During the COVID-19 shutdown, New Yorkers used public parks more than ever but left behind mounds of trash and waste each day. DC 37 Parks Committee Co-Chair and Local 1505 President Dilcy Benn said, “We were short-staffed in 2020, after the City let go hundreds of Parks workers. Neighborhood parks and relief stations were overrun with garbage, debris and human waste. We did not have enough workers or personal protective equipment (PPE). It was a real challenge to keep up.”
“We realized that millions of dollars from the federal stimulus were left on the table, so the Parks Committee members put our heads together to come up with a plan to use the surplus to protect our members’ jobs,” Puleo said.
Puleo, Benn and DC 37 Research and Negotiations Assistant Director Mark Heron worked with the Parks Dept. to keep seasonal employees on the payroll from June 2021 through June 2022. The agreement also extends seasonal workers’ health and welfare benefits. Parks called back its seasonal employees represented by Locals 299, 983, 1505 and 1508 in March 2021.
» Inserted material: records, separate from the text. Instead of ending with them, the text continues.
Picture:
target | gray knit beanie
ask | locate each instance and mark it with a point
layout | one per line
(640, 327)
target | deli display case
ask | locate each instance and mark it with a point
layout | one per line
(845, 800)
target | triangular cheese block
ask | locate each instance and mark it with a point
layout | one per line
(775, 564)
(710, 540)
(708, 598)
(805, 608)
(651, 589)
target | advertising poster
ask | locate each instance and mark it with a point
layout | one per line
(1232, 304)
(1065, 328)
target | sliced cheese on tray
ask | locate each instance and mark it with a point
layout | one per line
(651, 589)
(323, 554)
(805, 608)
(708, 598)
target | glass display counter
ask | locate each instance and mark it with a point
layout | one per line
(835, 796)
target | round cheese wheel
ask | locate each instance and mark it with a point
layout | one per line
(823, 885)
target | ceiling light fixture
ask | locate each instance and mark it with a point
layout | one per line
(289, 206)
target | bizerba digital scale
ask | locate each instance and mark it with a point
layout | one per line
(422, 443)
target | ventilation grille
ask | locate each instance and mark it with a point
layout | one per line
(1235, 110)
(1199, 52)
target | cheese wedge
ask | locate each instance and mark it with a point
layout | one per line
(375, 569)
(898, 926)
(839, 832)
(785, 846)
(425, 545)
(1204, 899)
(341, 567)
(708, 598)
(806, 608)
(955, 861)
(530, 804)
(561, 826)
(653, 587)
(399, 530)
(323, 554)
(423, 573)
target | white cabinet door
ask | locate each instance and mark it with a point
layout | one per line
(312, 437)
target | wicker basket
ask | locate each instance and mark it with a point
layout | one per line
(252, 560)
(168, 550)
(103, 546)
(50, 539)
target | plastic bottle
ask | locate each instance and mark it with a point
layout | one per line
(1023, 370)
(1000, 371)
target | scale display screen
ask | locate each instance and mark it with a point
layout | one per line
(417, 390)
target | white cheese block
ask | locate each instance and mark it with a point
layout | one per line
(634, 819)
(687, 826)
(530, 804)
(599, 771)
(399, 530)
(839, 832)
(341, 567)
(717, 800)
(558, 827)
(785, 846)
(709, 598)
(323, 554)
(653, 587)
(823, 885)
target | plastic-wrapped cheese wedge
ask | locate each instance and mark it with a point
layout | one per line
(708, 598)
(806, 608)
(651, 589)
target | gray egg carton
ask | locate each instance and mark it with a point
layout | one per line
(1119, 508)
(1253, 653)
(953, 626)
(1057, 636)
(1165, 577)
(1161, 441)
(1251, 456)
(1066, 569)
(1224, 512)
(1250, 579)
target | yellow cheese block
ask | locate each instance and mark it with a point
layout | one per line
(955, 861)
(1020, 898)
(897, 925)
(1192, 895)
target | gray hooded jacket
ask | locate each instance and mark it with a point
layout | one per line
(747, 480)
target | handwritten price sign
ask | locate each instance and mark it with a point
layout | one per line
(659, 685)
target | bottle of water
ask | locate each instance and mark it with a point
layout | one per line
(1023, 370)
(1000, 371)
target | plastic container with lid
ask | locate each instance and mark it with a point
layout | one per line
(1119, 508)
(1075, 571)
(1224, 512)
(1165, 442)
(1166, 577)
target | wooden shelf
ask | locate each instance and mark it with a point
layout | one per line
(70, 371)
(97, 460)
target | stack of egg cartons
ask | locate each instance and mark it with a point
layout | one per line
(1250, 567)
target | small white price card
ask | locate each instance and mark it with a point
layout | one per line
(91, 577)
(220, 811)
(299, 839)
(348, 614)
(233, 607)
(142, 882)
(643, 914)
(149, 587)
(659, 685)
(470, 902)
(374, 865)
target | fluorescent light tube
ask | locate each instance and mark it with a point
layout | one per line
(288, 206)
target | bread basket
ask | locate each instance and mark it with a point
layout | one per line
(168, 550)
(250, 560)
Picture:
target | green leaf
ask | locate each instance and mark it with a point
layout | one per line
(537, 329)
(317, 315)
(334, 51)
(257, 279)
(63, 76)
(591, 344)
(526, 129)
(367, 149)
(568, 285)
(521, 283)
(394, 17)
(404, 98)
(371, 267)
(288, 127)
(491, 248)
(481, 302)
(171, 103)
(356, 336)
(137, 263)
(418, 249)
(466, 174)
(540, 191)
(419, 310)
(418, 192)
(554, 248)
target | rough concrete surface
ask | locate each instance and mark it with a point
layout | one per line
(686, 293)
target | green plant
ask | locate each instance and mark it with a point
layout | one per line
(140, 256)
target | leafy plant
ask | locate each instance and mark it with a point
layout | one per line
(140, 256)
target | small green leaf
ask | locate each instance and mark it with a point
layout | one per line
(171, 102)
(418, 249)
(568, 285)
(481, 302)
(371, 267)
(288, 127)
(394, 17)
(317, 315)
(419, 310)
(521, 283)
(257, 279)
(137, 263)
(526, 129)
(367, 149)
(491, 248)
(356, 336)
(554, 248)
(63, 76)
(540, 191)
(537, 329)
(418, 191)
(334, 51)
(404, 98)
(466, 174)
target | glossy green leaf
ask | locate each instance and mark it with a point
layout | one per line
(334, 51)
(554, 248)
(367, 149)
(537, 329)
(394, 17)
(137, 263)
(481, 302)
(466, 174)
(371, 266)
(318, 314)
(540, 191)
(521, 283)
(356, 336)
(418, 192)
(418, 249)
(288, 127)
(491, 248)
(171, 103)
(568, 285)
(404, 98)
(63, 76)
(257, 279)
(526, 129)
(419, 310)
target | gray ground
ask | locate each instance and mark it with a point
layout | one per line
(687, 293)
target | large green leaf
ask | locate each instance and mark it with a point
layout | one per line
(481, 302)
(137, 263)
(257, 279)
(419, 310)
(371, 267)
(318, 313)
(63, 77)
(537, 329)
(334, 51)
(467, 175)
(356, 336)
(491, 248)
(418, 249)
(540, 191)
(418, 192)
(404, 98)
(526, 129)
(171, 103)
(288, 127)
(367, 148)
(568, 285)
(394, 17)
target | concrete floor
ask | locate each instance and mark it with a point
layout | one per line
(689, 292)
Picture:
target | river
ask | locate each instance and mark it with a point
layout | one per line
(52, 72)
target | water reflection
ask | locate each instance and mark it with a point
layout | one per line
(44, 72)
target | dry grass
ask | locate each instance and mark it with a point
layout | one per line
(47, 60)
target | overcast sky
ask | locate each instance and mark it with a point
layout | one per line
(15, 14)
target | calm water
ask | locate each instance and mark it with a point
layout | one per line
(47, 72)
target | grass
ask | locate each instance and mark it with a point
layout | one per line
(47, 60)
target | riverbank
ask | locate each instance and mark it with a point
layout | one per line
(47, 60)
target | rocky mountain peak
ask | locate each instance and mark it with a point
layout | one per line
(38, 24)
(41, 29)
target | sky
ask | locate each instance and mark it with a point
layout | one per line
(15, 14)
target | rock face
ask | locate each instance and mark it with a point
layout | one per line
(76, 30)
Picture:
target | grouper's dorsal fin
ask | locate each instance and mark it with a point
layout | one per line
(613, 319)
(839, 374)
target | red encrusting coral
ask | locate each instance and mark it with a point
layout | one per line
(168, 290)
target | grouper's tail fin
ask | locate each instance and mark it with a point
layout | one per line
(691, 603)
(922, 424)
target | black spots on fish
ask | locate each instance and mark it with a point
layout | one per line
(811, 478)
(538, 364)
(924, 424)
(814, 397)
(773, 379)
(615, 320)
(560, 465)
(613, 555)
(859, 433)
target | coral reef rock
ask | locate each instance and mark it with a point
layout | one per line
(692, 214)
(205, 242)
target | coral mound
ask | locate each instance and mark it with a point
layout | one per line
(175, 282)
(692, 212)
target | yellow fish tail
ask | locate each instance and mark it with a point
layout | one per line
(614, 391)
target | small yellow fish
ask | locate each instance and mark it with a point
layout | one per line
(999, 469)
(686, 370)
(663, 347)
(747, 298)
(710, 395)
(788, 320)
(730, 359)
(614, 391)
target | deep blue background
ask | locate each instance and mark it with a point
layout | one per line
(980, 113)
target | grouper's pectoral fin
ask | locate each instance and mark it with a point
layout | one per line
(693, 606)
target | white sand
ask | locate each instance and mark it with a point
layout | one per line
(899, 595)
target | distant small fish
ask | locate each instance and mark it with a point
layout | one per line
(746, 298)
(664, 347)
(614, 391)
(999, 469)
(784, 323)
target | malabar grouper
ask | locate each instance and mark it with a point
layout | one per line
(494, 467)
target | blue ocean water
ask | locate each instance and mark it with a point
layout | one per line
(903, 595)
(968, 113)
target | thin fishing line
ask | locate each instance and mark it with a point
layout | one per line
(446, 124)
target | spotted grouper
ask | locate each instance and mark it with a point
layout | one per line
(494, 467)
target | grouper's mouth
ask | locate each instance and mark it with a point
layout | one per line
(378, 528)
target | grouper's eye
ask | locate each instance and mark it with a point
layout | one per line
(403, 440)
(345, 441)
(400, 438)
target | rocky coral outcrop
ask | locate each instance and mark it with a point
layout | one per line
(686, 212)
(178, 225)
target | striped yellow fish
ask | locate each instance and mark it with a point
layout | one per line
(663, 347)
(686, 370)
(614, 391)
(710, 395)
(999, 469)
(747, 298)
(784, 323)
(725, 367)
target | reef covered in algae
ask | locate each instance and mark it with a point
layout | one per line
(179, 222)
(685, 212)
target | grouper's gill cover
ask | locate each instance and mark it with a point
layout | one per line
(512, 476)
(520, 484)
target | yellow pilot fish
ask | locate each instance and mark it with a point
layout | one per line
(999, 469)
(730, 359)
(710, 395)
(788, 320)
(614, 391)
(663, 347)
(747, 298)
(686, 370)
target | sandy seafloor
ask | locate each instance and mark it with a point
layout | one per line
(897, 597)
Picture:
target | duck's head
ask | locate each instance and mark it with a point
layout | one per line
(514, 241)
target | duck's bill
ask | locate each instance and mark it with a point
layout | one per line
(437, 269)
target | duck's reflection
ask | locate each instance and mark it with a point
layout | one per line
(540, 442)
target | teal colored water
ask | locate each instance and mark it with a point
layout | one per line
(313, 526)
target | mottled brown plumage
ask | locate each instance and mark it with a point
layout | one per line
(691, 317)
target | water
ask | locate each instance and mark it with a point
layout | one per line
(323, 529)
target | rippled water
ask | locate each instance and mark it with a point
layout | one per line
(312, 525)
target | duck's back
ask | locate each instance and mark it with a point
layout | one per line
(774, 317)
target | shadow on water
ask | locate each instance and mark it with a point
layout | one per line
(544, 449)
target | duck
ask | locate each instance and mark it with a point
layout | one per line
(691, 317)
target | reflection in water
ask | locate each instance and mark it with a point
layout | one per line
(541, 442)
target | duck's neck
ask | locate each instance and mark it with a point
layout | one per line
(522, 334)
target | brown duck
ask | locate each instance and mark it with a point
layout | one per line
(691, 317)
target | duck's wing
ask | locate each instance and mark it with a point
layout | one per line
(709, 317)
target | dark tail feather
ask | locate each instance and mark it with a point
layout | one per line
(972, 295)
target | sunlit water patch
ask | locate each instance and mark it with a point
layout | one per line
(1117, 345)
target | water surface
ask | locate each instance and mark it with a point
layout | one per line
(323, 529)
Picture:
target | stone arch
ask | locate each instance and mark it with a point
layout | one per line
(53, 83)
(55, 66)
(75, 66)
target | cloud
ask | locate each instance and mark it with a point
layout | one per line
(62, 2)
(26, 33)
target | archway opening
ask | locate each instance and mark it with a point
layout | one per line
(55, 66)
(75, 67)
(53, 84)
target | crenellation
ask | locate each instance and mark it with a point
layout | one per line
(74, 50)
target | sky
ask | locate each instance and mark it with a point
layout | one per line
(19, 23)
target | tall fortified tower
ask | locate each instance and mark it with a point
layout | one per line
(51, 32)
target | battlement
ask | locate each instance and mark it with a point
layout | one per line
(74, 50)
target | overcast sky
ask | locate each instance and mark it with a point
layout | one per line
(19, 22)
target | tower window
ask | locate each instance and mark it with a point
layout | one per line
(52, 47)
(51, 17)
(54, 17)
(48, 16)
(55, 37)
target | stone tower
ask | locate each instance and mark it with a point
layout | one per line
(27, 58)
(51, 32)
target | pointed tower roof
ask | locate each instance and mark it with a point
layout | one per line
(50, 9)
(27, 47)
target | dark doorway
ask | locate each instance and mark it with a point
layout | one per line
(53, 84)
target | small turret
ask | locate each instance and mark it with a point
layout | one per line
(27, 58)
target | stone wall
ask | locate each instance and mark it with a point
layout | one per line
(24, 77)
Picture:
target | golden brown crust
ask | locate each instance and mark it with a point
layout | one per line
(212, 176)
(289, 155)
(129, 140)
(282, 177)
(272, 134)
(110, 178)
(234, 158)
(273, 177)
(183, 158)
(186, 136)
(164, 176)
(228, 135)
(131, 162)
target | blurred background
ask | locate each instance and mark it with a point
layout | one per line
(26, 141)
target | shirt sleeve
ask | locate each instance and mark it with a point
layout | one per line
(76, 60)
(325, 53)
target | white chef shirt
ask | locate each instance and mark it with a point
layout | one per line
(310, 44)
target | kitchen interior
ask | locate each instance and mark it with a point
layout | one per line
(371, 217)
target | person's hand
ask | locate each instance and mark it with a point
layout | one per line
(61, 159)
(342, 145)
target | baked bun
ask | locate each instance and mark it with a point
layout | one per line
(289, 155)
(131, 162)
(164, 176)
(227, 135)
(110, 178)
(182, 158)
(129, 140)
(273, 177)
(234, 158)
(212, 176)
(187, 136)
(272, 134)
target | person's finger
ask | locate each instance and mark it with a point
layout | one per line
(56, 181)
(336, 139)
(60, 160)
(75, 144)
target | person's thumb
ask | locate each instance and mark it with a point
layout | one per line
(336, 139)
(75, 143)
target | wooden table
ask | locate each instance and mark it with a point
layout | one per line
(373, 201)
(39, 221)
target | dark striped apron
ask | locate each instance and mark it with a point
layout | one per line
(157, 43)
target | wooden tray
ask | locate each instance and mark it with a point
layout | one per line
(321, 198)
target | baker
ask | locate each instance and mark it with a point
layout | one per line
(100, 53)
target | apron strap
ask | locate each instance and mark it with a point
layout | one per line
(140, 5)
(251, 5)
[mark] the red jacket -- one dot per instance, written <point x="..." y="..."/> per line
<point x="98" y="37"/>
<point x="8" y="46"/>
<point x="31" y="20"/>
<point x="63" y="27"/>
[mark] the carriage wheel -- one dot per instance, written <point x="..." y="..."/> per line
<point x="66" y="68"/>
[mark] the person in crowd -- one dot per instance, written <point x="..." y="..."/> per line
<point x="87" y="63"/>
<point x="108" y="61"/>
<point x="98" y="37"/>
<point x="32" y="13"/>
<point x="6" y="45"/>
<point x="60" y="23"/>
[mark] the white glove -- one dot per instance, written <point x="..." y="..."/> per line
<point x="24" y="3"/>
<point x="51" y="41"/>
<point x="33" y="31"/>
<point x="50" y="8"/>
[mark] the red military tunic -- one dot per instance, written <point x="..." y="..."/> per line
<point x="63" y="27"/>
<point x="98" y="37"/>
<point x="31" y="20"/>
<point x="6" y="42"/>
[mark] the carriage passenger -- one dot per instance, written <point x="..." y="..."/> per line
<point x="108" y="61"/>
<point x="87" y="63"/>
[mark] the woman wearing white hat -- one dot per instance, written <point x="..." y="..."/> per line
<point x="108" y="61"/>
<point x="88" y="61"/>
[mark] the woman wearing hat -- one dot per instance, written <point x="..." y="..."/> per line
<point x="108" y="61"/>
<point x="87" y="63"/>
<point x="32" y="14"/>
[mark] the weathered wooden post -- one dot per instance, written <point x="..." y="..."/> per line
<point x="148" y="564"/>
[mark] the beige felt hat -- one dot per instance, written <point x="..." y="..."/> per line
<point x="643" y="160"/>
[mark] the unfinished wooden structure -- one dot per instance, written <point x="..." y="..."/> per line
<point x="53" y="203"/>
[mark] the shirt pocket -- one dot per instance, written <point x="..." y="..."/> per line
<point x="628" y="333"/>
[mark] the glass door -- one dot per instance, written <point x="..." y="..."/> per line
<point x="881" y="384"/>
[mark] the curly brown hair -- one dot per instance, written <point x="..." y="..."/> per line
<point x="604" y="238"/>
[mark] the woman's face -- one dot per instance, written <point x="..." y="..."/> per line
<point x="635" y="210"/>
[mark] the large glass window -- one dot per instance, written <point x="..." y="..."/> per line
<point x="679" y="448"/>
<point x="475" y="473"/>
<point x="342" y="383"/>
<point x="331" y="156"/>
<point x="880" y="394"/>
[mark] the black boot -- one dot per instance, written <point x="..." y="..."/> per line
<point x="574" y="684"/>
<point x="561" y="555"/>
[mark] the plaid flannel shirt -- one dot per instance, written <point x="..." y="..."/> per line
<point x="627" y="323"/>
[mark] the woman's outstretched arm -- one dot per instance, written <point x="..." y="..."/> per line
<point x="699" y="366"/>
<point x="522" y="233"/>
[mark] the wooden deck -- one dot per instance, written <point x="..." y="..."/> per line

“In July we got word that our jobs were extended to December 31,” said Walter Odom, a 30-year City Seasonal Aide, who works at Fort Greene Park in Brooklyn. “Then in October we learned our jobs are extended through June of 2022. I am glad Joe and the union helped make this happen for us. I am very glad for the work because it’s hard to make ends meet on unemployment.”
In addition to cleaning and maintaining city parks, Parks workers and Local 2507 Fire Inspectors distributed PPE and masks to the public and educated them about social distancing and other safety protocols to reduce the spread of COVID-19.
“It is a victory and blessing for our union members to remain employed even as record numbers of private sector workers were being laid off during the pandemic. And it is a win for cleaner parks across the city,” said Puleo.
The DC 37 Parks Committee leaders said that in 2022, they plan to press the new mayor and the City Council to fully fund these lines and make seasonal workers full-time Parks employees.